D’autres victimes ont été « enlevées dans des quartiers populaires avant d’être tuées et les corps sont brûlés plutôt que d’être jetés dans des fleuves », selon ces documents.
« Comparable à l’abattage de poulets »
Des membres de l’une des plus grandes organisations musulmane d’Indonésie, Muhammadiyah, ont affirmé que les communistes étaient « des infidèles au plus bas niveau de l’échelle, verser leur sang est comparable à l’abattage de poulets », relève un câble diplomatique du consulat américain dans la ville de Medan, sur l’île de Sumatra.
Des défenseurs des droits de l’Homme ont appelé les Etats-Unis et l’Indonésie à publier tous les documents classifiés restants sur ces massacres.
« Ces documents classifiés sont cruciaux pour disposer d’archives historiques complètes sur ces tueries et pour que la justice soit rendue pour ces crimes », a déclaré à l’AFP Andreas Harsono, chercheur de l’ONG Human Rights Watch (HRW) en Indonésie.

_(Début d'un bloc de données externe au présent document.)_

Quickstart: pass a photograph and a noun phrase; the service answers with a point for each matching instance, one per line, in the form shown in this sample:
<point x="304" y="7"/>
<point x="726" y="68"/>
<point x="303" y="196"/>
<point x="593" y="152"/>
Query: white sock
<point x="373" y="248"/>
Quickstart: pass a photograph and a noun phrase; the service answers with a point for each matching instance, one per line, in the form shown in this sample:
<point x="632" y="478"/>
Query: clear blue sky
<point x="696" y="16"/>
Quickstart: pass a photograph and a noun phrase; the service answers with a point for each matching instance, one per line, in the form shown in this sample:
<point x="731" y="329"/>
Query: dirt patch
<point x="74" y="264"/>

Après la chute de Suharto, les appels se sont multipliés pour réclamer que l’Indonésie se penche sur ces événements. Un débat public à ce sujet est toujours tabou dans de nombreux milieux.
Le gouvernement a engagé depuis peu des mesures timides pour tenter de faire la lumière sur ce chapitre noir de l’histoire de l’Indonésie, au grand dam des éléments conservateurs au sein des forces de sécurité. Jakarta a récemment apporté son soutien à la première discussion publique sur ces massacres, à laquelle participaient des survivants et des militaires.

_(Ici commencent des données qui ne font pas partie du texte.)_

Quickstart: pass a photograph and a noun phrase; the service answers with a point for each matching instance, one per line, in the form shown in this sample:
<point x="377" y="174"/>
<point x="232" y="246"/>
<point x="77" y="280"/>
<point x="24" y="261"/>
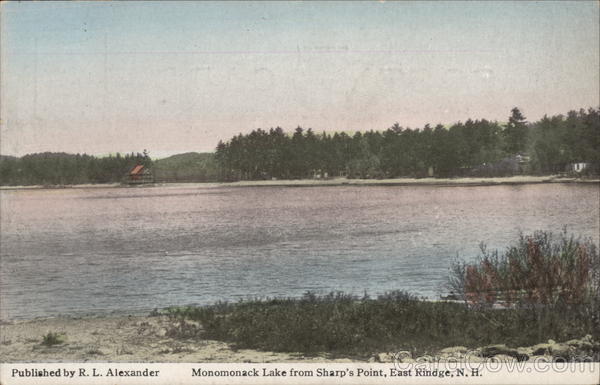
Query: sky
<point x="173" y="77"/>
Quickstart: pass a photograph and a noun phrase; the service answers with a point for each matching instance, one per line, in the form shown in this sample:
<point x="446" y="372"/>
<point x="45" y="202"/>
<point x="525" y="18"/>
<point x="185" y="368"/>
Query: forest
<point x="471" y="148"/>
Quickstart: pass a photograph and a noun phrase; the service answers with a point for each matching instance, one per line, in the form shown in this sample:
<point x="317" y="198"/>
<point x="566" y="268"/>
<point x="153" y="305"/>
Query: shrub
<point x="51" y="339"/>
<point x="539" y="269"/>
<point x="545" y="274"/>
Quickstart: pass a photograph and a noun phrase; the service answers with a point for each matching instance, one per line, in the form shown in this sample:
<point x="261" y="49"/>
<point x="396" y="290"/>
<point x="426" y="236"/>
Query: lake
<point x="103" y="250"/>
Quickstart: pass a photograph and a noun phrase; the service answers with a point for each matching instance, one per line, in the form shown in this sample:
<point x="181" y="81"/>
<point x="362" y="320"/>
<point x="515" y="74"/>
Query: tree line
<point x="475" y="147"/>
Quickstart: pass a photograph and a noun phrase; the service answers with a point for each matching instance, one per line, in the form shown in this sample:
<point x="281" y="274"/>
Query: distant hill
<point x="187" y="167"/>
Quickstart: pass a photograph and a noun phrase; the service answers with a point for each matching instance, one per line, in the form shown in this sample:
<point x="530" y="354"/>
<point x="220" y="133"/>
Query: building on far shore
<point x="139" y="175"/>
<point x="577" y="168"/>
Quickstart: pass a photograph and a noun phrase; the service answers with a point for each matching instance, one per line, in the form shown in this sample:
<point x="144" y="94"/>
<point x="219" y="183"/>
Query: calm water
<point x="79" y="251"/>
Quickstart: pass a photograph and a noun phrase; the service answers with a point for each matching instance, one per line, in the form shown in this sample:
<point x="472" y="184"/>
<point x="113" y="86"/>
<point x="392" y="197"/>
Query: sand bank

Mais ces initiatives provoquent aussi des réactions violentes. En septembre, une réunion organisée par des défenseurs de droits de l’homme sur ces atrocités a été interrompue violemment par des manifestants anti-communistes. Cinq policiers avaient été blessés et une vingtaine de personnes arrêtées.
L’an passé, le ministre indonésien de la Défense avait déclaré que les victimes des purges anticommunistes « méritaient de mourir ».
Par ailleurs, les livres scolaires omettent certains éléments concernant les violences perpétrées au cours de ces purges.